Central Processing Unit (CPU)

• Role: Brain of the computer, handles processing of instructions.
• Operations: Arithmetic and logical operations.
• Example: Clicking an 'X' on a program triggers CPU execution.

How CPU Works

• Model: Von Neumann model.
• Process: Multi-step including program counter, memory address register (MAR), and memory data register (MDR).
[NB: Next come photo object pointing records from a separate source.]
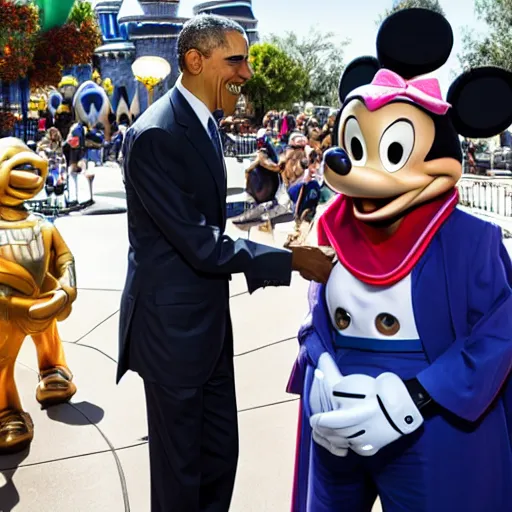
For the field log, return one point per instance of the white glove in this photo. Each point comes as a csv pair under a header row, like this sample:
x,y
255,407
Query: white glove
x,y
321,399
370,414
327,375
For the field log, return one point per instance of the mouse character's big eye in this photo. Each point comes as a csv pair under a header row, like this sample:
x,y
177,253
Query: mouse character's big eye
x,y
354,142
396,145
341,319
387,324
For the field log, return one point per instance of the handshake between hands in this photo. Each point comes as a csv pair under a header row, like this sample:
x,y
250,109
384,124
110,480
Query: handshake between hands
x,y
313,263
359,412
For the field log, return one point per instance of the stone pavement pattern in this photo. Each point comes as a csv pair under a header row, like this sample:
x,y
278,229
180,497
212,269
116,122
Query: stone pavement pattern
x,y
91,455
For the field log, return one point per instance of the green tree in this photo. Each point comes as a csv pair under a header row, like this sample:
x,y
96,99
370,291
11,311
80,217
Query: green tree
x,y
495,48
278,79
433,5
322,58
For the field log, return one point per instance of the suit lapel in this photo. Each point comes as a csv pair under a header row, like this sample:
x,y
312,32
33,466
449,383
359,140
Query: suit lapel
x,y
201,141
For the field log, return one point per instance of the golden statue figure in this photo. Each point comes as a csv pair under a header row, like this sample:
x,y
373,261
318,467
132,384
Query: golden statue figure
x,y
37,289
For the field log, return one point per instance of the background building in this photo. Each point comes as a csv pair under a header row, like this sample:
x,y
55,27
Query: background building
x,y
136,28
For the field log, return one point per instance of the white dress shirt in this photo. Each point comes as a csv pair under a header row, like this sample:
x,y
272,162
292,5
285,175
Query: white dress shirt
x,y
200,109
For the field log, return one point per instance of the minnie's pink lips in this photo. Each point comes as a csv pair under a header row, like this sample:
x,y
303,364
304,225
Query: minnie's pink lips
x,y
366,205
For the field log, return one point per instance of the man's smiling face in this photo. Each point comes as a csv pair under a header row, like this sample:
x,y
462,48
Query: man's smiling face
x,y
225,71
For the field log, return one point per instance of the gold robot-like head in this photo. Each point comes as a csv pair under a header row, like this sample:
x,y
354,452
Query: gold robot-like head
x,y
22,172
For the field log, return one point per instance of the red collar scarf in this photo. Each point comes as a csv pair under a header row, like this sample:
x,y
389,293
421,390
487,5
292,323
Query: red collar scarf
x,y
382,262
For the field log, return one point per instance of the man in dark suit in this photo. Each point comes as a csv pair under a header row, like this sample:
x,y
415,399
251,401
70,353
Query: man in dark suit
x,y
175,327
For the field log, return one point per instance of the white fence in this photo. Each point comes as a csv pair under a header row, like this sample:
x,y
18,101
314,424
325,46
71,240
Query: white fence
x,y
488,194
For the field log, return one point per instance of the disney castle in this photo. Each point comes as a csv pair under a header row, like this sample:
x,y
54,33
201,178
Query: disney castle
x,y
137,28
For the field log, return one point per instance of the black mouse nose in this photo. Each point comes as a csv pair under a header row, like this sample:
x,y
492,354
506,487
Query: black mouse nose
x,y
338,161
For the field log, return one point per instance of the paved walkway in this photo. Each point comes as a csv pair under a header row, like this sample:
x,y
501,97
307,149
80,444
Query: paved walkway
x,y
91,455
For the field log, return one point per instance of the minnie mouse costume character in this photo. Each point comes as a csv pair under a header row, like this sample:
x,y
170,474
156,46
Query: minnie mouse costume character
x,y
406,354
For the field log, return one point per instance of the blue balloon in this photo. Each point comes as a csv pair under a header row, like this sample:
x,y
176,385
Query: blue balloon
x,y
91,103
54,102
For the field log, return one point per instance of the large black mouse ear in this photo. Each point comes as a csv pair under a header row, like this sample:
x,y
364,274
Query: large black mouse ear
x,y
358,72
481,101
414,42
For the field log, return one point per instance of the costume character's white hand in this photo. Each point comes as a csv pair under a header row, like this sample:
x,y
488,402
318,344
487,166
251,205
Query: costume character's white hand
x,y
326,376
321,399
369,414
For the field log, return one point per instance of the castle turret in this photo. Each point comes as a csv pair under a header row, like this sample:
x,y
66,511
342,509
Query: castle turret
x,y
153,28
240,11
115,56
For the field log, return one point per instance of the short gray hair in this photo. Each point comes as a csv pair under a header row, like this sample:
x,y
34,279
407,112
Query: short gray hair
x,y
205,33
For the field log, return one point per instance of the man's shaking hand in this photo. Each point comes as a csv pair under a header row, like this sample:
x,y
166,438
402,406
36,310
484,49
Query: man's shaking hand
x,y
313,263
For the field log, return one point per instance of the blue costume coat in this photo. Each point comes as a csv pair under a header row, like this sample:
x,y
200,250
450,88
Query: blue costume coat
x,y
462,302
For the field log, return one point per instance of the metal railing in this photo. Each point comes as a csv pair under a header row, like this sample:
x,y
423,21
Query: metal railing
x,y
238,145
493,195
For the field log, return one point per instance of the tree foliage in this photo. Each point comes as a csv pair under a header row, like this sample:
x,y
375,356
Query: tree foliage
x,y
433,5
495,47
278,81
322,58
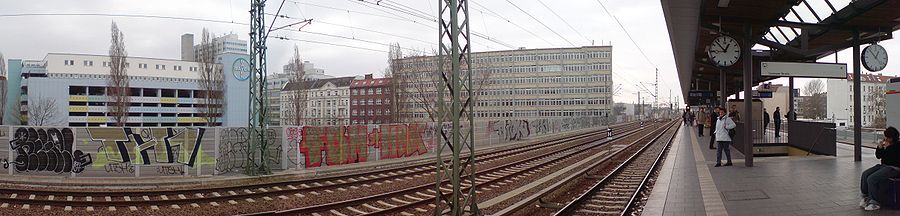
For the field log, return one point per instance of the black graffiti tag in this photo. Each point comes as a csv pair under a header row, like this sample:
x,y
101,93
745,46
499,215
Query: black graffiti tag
x,y
46,149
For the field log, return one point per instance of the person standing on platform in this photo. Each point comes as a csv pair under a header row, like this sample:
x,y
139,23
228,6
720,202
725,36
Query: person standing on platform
x,y
734,114
777,115
724,125
765,120
711,118
701,119
872,184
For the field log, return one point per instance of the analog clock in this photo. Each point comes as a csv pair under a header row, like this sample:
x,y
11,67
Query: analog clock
x,y
724,51
241,69
874,58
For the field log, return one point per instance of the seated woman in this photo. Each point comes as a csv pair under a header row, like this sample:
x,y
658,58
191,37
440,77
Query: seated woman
x,y
889,153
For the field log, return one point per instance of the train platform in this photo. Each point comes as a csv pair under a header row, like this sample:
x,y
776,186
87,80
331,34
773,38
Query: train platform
x,y
689,184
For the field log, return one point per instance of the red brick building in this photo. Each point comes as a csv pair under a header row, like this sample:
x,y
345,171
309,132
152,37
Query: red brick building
x,y
370,101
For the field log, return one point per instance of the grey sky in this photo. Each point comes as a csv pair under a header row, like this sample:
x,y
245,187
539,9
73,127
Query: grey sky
x,y
31,37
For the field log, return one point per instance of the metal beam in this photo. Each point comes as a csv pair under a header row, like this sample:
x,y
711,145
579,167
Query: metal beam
x,y
748,97
857,101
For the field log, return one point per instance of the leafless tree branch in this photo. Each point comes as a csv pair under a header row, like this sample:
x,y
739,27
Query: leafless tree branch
x,y
118,83
212,79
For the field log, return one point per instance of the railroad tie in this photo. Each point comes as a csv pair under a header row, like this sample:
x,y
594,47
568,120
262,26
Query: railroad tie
x,y
354,210
372,207
335,212
386,204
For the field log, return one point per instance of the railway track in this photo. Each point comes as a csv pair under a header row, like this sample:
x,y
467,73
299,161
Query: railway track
x,y
620,192
419,200
318,187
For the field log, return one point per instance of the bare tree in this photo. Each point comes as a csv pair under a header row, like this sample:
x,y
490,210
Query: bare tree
x,y
297,98
877,100
118,83
3,87
212,79
814,106
42,112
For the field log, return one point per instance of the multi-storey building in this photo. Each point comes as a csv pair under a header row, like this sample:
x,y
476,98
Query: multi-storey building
x,y
524,83
370,101
229,43
162,92
840,98
327,101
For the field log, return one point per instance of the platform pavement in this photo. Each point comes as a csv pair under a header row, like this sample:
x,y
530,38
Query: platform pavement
x,y
689,184
188,181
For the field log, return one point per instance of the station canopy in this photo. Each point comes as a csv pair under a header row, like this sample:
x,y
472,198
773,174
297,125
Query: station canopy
x,y
792,30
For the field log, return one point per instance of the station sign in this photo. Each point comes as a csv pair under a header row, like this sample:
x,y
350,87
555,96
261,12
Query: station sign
x,y
805,70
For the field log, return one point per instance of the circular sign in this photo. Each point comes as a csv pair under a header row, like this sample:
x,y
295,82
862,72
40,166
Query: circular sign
x,y
241,69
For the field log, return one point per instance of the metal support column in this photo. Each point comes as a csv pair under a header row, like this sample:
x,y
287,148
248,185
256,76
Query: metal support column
x,y
747,117
790,112
857,101
723,97
454,50
256,164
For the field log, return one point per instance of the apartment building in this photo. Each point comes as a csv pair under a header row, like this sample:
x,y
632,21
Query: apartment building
x,y
523,83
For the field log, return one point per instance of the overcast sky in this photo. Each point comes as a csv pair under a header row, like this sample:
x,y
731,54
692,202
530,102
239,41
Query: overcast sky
x,y
32,37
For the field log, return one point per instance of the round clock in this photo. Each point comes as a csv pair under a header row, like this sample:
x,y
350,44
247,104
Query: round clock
x,y
241,69
724,51
874,58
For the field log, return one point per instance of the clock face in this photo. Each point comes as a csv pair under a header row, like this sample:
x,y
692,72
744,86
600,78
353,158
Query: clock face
x,y
874,58
241,69
724,51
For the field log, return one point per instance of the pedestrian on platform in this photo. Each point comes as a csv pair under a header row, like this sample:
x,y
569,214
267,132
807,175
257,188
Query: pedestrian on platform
x,y
777,115
711,118
724,133
874,181
701,119
766,120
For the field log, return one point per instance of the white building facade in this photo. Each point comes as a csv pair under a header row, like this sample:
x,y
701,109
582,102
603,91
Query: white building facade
x,y
840,98
327,101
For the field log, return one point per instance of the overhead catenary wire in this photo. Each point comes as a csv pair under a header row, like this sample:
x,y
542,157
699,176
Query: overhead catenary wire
x,y
195,19
498,16
564,21
540,22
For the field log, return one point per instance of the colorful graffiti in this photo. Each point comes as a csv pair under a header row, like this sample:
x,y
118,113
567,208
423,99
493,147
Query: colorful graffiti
x,y
46,149
336,145
124,147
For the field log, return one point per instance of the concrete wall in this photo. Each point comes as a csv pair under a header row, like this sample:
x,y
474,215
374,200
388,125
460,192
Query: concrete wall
x,y
189,151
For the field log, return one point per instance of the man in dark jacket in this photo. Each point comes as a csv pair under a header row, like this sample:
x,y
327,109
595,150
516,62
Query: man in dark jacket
x,y
765,120
777,116
713,116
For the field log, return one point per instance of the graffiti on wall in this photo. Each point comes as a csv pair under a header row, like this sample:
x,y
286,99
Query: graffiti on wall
x,y
45,149
336,145
122,148
234,148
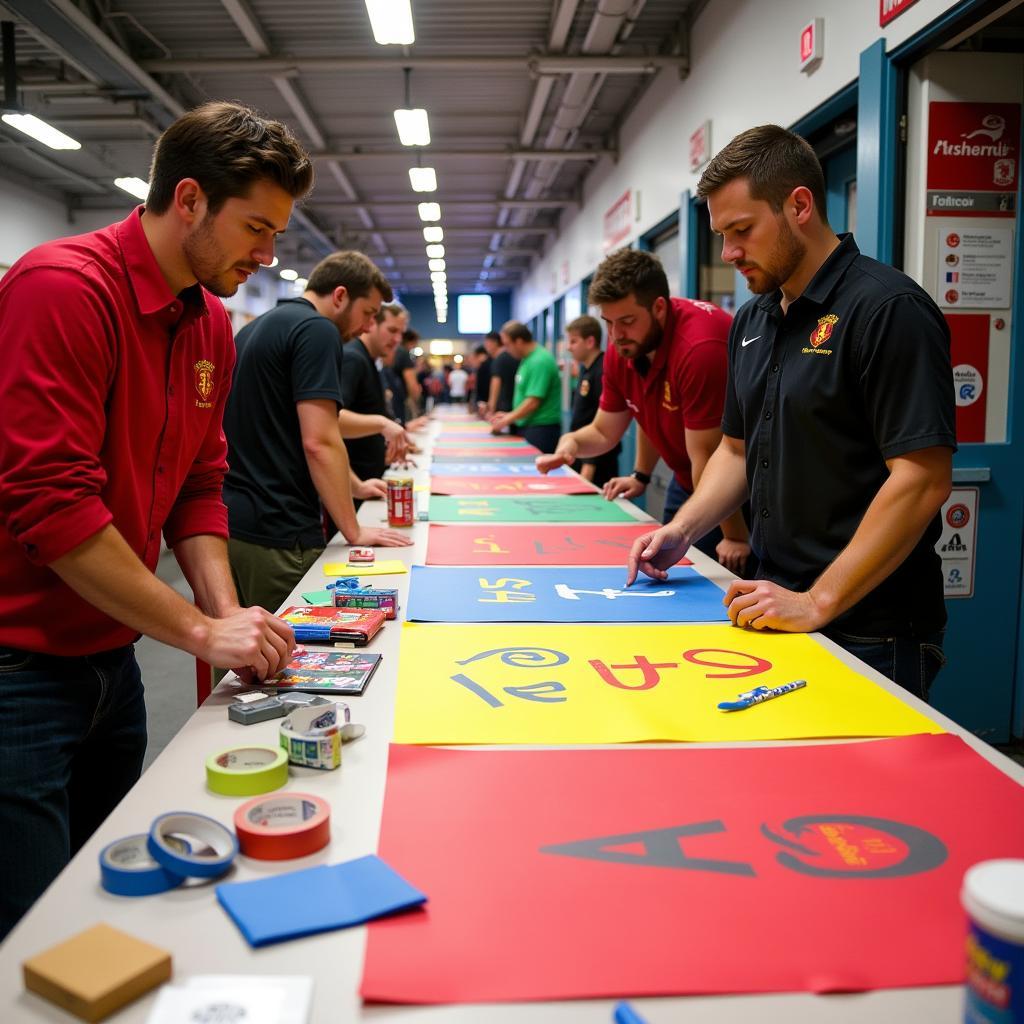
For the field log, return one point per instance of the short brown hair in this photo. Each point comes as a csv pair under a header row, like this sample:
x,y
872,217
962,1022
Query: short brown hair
x,y
629,271
773,161
517,331
586,327
357,273
226,147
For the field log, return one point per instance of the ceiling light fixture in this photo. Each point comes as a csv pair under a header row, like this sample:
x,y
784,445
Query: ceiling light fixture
x,y
134,186
423,178
391,22
41,131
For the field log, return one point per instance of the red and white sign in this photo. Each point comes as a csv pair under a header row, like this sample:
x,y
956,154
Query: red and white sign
x,y
973,159
889,9
811,44
619,221
700,146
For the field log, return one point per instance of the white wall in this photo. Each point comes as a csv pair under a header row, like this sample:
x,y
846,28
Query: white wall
x,y
744,72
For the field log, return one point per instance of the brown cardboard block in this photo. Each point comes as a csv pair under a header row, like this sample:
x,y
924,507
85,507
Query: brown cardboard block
x,y
96,972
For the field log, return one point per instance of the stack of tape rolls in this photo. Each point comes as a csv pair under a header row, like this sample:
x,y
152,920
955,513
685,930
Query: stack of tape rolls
x,y
283,826
311,736
246,771
141,865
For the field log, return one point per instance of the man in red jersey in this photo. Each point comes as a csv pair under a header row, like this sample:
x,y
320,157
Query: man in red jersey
x,y
666,368
116,364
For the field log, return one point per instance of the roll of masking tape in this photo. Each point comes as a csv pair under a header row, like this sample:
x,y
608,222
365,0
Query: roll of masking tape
x,y
127,868
283,825
311,737
211,856
246,771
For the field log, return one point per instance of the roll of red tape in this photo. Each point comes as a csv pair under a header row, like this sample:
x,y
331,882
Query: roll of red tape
x,y
283,825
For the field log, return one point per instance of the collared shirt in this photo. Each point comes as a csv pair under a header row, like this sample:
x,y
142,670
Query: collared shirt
x,y
361,391
292,353
855,373
114,392
683,389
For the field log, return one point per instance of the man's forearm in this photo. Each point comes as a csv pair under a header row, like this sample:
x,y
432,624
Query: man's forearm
x,y
104,571
354,425
204,562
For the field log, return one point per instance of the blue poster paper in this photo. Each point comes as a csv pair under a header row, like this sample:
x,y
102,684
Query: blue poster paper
x,y
316,899
569,594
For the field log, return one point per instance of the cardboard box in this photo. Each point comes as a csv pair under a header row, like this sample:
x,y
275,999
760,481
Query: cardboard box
x,y
96,972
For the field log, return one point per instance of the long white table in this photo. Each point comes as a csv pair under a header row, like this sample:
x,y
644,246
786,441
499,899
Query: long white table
x,y
202,939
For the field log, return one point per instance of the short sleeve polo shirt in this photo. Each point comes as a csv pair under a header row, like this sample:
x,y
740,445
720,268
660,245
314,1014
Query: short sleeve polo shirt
x,y
856,372
684,388
290,354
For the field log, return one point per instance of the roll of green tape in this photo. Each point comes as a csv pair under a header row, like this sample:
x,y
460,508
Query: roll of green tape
x,y
247,771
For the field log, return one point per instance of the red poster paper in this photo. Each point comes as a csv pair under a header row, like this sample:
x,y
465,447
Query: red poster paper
x,y
601,545
969,351
510,485
557,875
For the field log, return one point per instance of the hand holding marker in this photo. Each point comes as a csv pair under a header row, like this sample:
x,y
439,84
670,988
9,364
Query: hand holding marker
x,y
761,693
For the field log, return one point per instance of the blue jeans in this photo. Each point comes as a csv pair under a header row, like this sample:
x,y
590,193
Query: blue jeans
x,y
910,662
72,742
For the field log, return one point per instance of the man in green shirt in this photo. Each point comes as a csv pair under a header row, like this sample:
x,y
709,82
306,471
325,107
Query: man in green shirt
x,y
537,403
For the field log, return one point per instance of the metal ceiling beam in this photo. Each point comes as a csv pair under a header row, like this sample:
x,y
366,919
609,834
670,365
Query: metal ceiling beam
x,y
439,154
555,65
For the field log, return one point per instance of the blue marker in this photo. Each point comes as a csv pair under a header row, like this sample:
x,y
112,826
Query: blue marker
x,y
761,693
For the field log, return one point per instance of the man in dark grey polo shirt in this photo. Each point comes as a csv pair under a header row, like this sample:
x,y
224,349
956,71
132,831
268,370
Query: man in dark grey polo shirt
x,y
839,423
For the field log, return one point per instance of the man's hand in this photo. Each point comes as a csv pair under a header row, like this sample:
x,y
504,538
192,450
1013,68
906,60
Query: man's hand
x,y
371,489
252,638
655,552
764,605
733,554
624,486
375,538
564,455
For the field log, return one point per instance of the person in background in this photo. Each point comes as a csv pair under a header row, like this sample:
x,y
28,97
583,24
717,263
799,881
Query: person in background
x,y
584,337
666,368
503,371
537,411
290,459
117,360
845,464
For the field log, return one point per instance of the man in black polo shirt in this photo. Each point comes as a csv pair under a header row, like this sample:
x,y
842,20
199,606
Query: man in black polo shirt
x,y
284,450
363,393
839,421
584,336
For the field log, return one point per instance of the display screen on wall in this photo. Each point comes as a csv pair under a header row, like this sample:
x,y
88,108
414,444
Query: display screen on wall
x,y
474,313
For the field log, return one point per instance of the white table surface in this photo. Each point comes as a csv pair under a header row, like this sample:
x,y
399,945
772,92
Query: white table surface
x,y
189,924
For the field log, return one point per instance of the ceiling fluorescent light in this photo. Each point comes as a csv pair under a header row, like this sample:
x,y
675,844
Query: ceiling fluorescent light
x,y
41,131
134,186
423,178
413,127
391,22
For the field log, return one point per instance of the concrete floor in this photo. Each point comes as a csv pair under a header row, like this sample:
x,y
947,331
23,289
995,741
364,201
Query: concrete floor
x,y
168,674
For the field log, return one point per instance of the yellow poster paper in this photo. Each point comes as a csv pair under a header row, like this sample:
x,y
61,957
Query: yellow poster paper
x,y
385,567
611,684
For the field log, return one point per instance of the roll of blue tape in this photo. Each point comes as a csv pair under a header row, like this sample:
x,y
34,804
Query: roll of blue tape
x,y
222,845
127,868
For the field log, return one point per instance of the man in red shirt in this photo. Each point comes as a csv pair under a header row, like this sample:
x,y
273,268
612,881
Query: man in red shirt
x,y
666,368
116,364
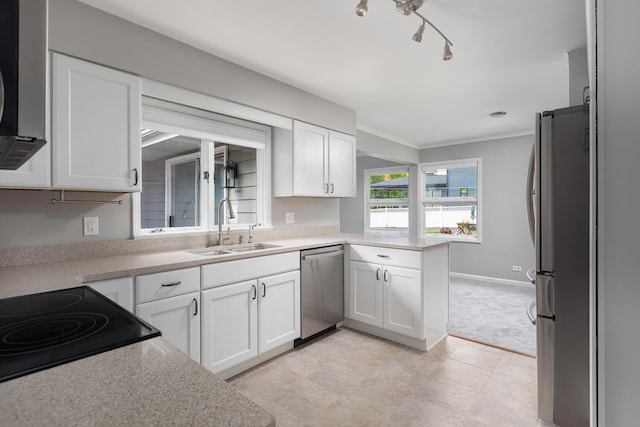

Key Components and Processes

• Program Counter (PC):
  • Sends address to MAR.
  • MAR: Holds memory addresses, sends data to RAM.
  • RAM: Stores program data in addresses.
  • MDR: Receives data from RAM, sends to control unit.
• Control Unit (CU):
  • Decodes data for execution by Arithmetic Logic Unit (ALU).
  • Orchestrates Fetch-Decode-Execute (FDE) cycle.
• Arithmetic Logic Unit (ALU):
  • Executes operations, uses the accumulator for temporary storage.

Memory

Primary Memory

• RAM (Random Access Memory):
  • Volatile, non-persistent.
  • Stores program data temporarily.
• ROM (Read-Only Memory):
  • Permanent instructions, non-volatile.
  • Stores BIOS and fundamental boot instructions.

Secondary Memory

• Hard Drive:
  • Long-term, persistent storage.
  • Slower but larger storage compared to RAM.
• Virtual Memory:
  • Used when RAM is overloaded, slower as it uses hard disk.

Cache

• Role: Stores frequently used instructions closer to CPU.
• Benefit: Speeds up data retrieval, sits between CPU and primary memory.

Operating Systems

• Definition: Software controlling hardware resources, providing services.
• Roles: User interface, memory management, peripheral management, multitasking, security.
  • User Interface: GUI, CLI, Natural Language, Menu-based.
  • Memory Management: Allocates RAM, organizes data.
  • Peripheral Management: Uses device drivers.
  • Multitasking: Allocates CPU cycles.
  • Security: User permissions and file access.

Data Representation

• Binary and Bits:
  • Conversion: Binary to denary and vice versa.
  • Units: 1 byte = 8 bits, conversion hierarchy (kB, MB, GB, TB).
• Text Representation:
  • ASCII: 7 bits + parity bit, 128 characters.
  • Unicode: More bits, more languages.

Image and Color Representation

• Pixels: Grid of small squares on screens.
• Color Encoding: 6-digit hexadecimal codes for RGB values.

Logic Gates

• Concept: Takes one or two inputs (1 or 0) and outputs either a 1 or 0.
• Types: NOT, AND, OR, XOR, NAND, NOR.
  • NOT Gate: Inverts input.
  • AND Gate: Requires both inputs to be true for true output.
  • OR Gate: Requires at least one true input for true output.
• Truth Tables: Show all possible inputs/outputs.
• Chaining Gates: Combine gates for complex operations.

Hexadecimal and Binary

• Hexadecimal (Base 16):
  • Used for efficiently representing large binary values.
  • Conversion to/from binary.

Important Notes

• Exams: Familiarity with terms, processes, and conversions is crucial for the IB exam.
• Resources: Slides and additional materials available for further study.